One of the reasons for using microfluidic technology is to shrink large machines down into portable desktop or handheld versions. A low cost per test is often important for point-of-care (POC) or point-of-use devices, especially when intended for resource-limited settings such asregions of Africa.
But how do you estimate the actual cost of a point-of-care test? Earlier this year, researchers from Boston University and the University of the Witwatersrand in South Africa published aninteresting paper in PLoS ONE on “How to Estimate the Cost of Point-of-Care CD4 Testing in Program Settings: An Example Using the Alere Pima™ Analyzer in South Africa.”
The paper provides a starting point if you’re looking to estimate the costs per test in a similar setting.
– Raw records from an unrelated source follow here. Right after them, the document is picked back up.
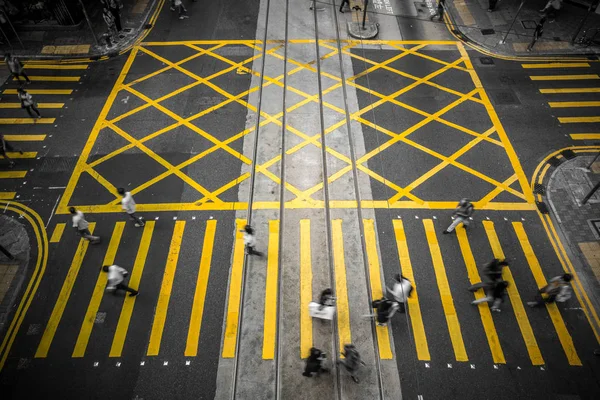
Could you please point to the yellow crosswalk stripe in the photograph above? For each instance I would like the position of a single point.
(24, 138)
(341, 289)
(57, 233)
(52, 78)
(162, 306)
(12, 174)
(63, 297)
(116, 348)
(574, 120)
(40, 105)
(41, 91)
(191, 347)
(484, 308)
(413, 301)
(458, 344)
(270, 322)
(306, 341)
(556, 65)
(94, 304)
(235, 289)
(383, 334)
(570, 90)
(585, 136)
(515, 299)
(559, 324)
(564, 77)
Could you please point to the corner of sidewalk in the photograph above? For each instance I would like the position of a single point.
(471, 22)
(578, 224)
(76, 44)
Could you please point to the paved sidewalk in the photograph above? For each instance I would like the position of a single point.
(77, 41)
(487, 29)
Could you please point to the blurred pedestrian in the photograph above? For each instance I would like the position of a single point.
(558, 289)
(115, 279)
(250, 241)
(28, 104)
(128, 204)
(15, 67)
(314, 363)
(462, 213)
(82, 226)
(495, 295)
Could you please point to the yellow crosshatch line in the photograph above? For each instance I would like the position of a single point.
(402, 197)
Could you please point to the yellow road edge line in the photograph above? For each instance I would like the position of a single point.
(193, 337)
(162, 305)
(63, 297)
(235, 289)
(413, 301)
(559, 324)
(383, 334)
(306, 340)
(452, 321)
(524, 325)
(341, 288)
(484, 308)
(57, 233)
(116, 349)
(90, 315)
(270, 321)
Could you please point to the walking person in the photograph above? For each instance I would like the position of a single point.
(537, 33)
(558, 289)
(82, 226)
(462, 213)
(115, 279)
(400, 291)
(250, 241)
(16, 68)
(495, 295)
(128, 204)
(28, 104)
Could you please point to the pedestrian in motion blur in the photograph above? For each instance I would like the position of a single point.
(558, 289)
(250, 241)
(400, 291)
(15, 67)
(116, 276)
(82, 226)
(462, 213)
(128, 204)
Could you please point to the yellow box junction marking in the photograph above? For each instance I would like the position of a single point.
(116, 348)
(383, 334)
(413, 301)
(306, 341)
(235, 290)
(162, 305)
(341, 289)
(57, 233)
(90, 315)
(559, 325)
(515, 298)
(446, 296)
(191, 347)
(63, 297)
(270, 321)
(484, 308)
(209, 200)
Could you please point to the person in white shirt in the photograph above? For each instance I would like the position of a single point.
(116, 276)
(128, 205)
(82, 225)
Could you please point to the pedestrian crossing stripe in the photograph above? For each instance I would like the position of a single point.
(343, 312)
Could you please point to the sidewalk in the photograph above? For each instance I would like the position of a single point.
(52, 42)
(487, 29)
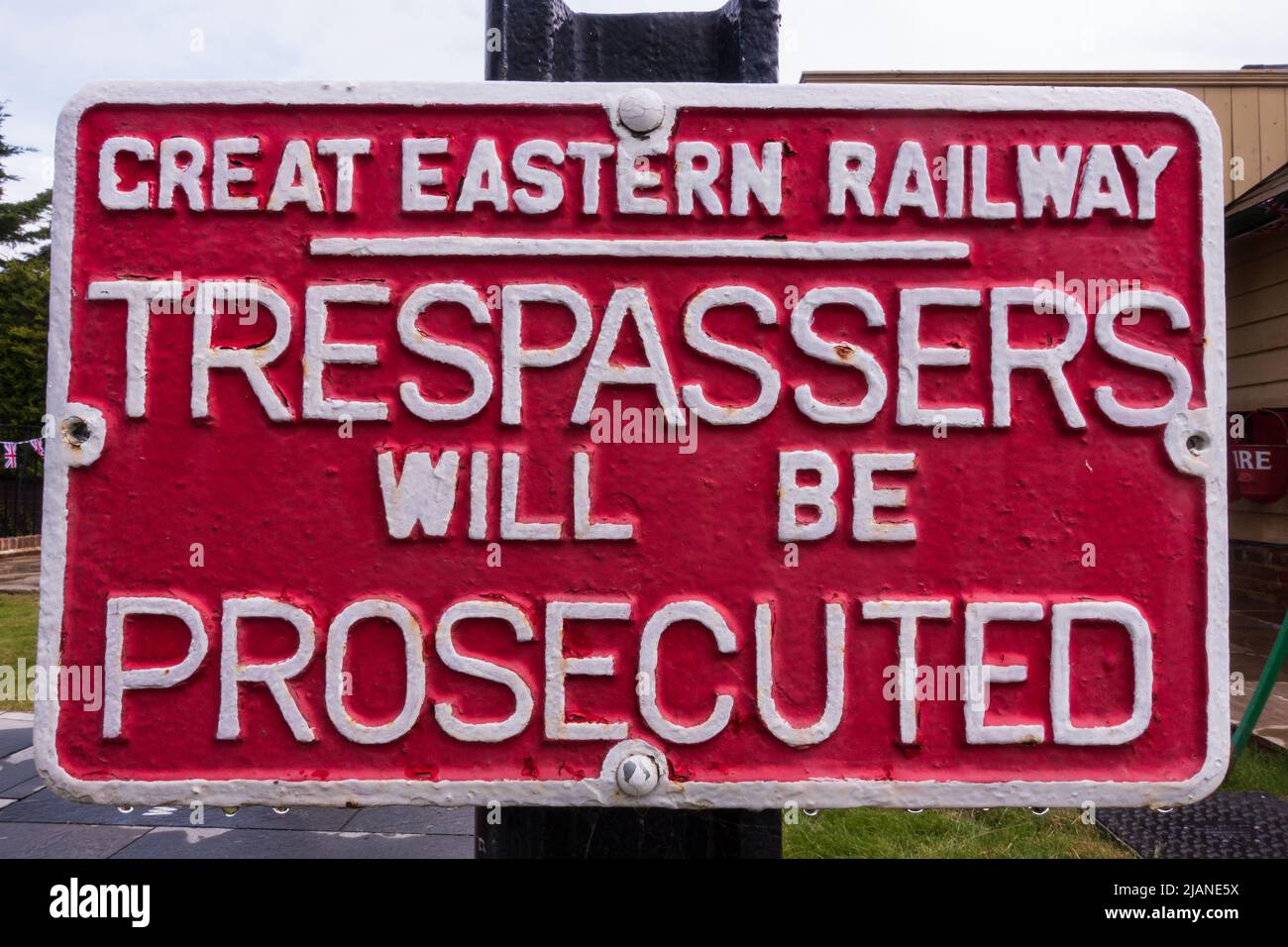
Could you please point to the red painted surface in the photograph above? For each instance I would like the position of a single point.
(292, 510)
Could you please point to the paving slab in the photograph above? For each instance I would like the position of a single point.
(51, 808)
(25, 840)
(13, 740)
(16, 775)
(412, 819)
(259, 843)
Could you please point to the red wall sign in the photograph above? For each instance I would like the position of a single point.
(674, 446)
(1258, 458)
The authors break down the cost into six main areas for a total cost per test of ~$24 (table below).
Figure adapted from Larson B, Schnippel K, Ndibongo B, Long L, Fox MP, et al. (2012) PLoS ONE 7(4): e35444. doi:10.1371/journal.pone.0035444
It turns out the Pima test is more expensive than conventional CD4 laboratory tests:
“…the average cost per CD4 test performed by the mobile HCT program using the Pima Analyzer was $23.76. In comparison, the fee for laboratory-based testing is around $7–8 per test.”
However early studies show the POC format may improve care due to the rapid turnaround time:
“One study from Mozambique reported a reduction in total loss to follow-up before initiation of antiretroviral treatment from 64% to 33%.”
It’s not clear whether additional factors such as biohazard waste disposal are included, or if things like this would contribute significantly to the cost. It’s encouraging that the authors feel POC testing has moved beyond validation to questions of cost and adoption, and it would be great to see more work on the cost implications of POC testing in places like Africa.